/SelectRandomItem

Algorithms for selecting a random item based on a predicate

Primary LanguageC++

Select Random Item

The below algorithm uses Reservoir Sampling https://www.youtube.com/watch?v=A1iwzSew5QY

Introduction

Selecting a random item from a pre-defined array is typically done via randomly selecting an index based on the array size, then accessing the item at that index.

Item GetRandomItem(const std::vector<Item>& items)
{
  // Assumes at least one item - 
  // Note: This is not a good way of getting a random number in a range, but used for brevity. 
  //  see https://www.youtube.com/watch?v=LDPMpc-ENqY 
  //  or http://c-faq.com/lib/randrange.html
  return items[rand() % items.size()];
}

However, once you want to select a random item from a subset of an array (using a predicate) the problem gets more difficult.

For example, in a game you want to spawn a random unit of a type that matches some conditions (eg level, health range, weapon etc).

This is typically solved by one of three methods presented here. Following is a fourth method designed to overcome some limitations.

1) Sort array

By sorting the array using the predicate, you can then select a random item from the sub-part of the array.

template<class T, class P>
bool RandomItemSortArray(std::vector<T>& items, P test, T& returnItem)
{
  // Put all the matching items at the end of the array
  auto first = std::find_if(items.begin(), items.end(), test);
  if (first != items.end())
  {
    for (auto i = first; ++i != items.end(); )
    {
      if (!test(*i))
      {
        std::swap(*first, *i);
        *first++;
      }
    }
  }
    
  auto itemCount = std::distance(first, items.end());
  if (itemCount == 0)
  {
    return false;
  }

  // Select a random index
  uint32_t matchIndex = RandRange((uint32_t)itemCount - 1);
  returnItem = *(first + matchIndex);

  return true;
}

Disadvantages

  • Re-orders the array
  • Lots of data movement
  • Cannot process data that is temporal (eg. network sourced)

2) Temporary Array

Copy all the items or item indices that match the predicate to a separate array, then select a random item from it.

template<class T, class P>
bool RandomItemTempArray(const std::vector<T>& items, P test, T& returnItem)
{
  std::vector<uint32_t> indices;
  for (uint32_t i = 0; i < items.size(); i++)
  {
    // If matching the test
    if (test(items[i]))
    {
      indices.push_back(i);
    }
  }

  if (indices.size() == 0)
  {
    return false;
  }

  // Select a random index
  uint32_t matchIndex = RandRange((uint32_t)indices.size() - 1);
  returnItem = items[indices[matchIndex]];

  return true;
}

Disadvantages

  • Typically allocates memory
  • May copy data if data is temporal (eg. network sourced)

3) Dual iterate

Iterate the data getting a count of items that match the predicate.

Next, select an index based on this count.

Finally iterate the data again and stop when matching an item of the found index.

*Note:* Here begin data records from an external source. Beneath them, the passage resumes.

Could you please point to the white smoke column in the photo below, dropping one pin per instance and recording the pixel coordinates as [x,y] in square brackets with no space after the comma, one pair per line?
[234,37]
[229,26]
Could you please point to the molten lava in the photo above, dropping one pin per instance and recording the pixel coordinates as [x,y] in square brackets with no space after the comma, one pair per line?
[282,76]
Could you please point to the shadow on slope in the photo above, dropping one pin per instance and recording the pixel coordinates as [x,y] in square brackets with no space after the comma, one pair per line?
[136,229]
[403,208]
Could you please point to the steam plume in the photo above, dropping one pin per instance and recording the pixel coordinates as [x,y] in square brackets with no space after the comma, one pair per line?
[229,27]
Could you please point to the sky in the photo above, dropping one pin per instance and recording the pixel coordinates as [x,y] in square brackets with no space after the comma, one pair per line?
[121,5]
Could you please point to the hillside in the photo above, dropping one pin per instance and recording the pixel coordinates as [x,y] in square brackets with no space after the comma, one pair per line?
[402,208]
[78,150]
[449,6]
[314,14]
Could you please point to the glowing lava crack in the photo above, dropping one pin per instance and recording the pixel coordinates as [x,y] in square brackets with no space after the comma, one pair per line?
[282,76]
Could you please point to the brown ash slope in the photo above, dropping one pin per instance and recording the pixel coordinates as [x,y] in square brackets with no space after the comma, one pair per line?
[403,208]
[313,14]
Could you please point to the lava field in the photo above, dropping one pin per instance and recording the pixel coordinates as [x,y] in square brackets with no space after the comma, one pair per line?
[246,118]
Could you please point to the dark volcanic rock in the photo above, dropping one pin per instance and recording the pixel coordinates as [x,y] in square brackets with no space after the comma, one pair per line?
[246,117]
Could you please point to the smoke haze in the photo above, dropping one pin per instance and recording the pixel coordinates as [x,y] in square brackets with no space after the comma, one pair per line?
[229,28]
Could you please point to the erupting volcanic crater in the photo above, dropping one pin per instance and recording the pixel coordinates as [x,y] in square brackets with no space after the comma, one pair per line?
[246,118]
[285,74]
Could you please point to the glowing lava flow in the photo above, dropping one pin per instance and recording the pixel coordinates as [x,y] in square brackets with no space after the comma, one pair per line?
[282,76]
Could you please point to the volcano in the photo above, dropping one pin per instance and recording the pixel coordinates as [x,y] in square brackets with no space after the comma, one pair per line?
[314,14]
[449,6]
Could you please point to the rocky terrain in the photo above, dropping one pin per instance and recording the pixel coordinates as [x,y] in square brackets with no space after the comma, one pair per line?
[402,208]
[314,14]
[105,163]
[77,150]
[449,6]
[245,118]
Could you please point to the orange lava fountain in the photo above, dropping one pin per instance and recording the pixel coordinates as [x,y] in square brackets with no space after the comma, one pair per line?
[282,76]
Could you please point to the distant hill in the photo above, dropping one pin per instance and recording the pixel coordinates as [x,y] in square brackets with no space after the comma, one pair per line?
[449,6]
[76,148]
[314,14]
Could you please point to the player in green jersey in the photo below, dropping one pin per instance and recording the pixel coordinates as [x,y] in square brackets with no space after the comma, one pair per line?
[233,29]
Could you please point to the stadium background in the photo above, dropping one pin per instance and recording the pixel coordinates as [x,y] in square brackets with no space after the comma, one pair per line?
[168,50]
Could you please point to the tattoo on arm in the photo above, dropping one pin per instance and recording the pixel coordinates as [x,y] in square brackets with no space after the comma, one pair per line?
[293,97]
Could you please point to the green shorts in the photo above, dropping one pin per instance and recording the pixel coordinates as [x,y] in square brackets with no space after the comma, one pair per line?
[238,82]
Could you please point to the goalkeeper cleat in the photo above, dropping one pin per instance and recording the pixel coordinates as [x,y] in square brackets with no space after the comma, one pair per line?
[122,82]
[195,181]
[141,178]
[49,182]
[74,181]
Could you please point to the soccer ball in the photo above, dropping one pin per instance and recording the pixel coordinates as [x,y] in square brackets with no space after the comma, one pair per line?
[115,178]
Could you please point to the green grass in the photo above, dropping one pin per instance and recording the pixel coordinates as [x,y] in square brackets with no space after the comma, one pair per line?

In some cases these count values can be pre-processed offline if doing tests on constant data with known predicates.

template<class T, class P>
bool RandomItemDualIterate(const std::vector<T>& items, P test, T& returnItem)
{
  uint32_t matchingCount = 0;
  for (const T& i : items)
  {
    // If matching the test
    if (test(i))
    {
      matchingCount++;
    }
  }

  if (matchingCount == 0)
  {
    return false;
  }

  // Select a random index
  uint32_t matchIndex = RandRange(matchingCount - 1);
  matchingCount = 0;
  for (const T& i : items)
  {
    // If matching the test
    if (test(i))
    {
      // If matching the index
      if (matchingCount == matchIndex)
      {
        returnItem = i;
        break;
      }
      matchingCount++;
    }
  }

  return true;
}

Disadvantages

  • Touching data twice
  • Cannot process data that is temporal (eg. network sourced)

4) Random select

On each match of the predicate, call the random number generator to determine if to keep the existing result or take the new one.

This is done by getting a random number between 0 and previous found item count, then taking the new item if equal to 0. (eg. probabilities of taking the new item are 100%, 50%, 33.33%, 25% ...) This is identical to selecting a random item from a known sized array.

This has the major advantages of working on temporal data and does not allocate memory.

template<class T, class P>
bool RandomItemSelect(const std::vector<T>& items, P test, T& returnItem)
{
  uint32_t matchingCount = 0;
  for (const T& i : items)
  {
    // If matching the test
    if (test(i))
    {
      // Check if selected
      if (RandRange(matchingCount) == 0)
      {
        returnItem = i;
      }
      matchingCount++;
    }
  }

  return matchingCount > 0;
}

Disadvantages

  • Require a call to random each time the predicate is matched - so calls to random needs to be fast.

Conclusion

Presented was four different approaches for selected a random item from an array using a pedicate.

The three obvious approaches show different disadvantages that can be overcome by the RandomSelect method assuming calls to your random number generator are performant.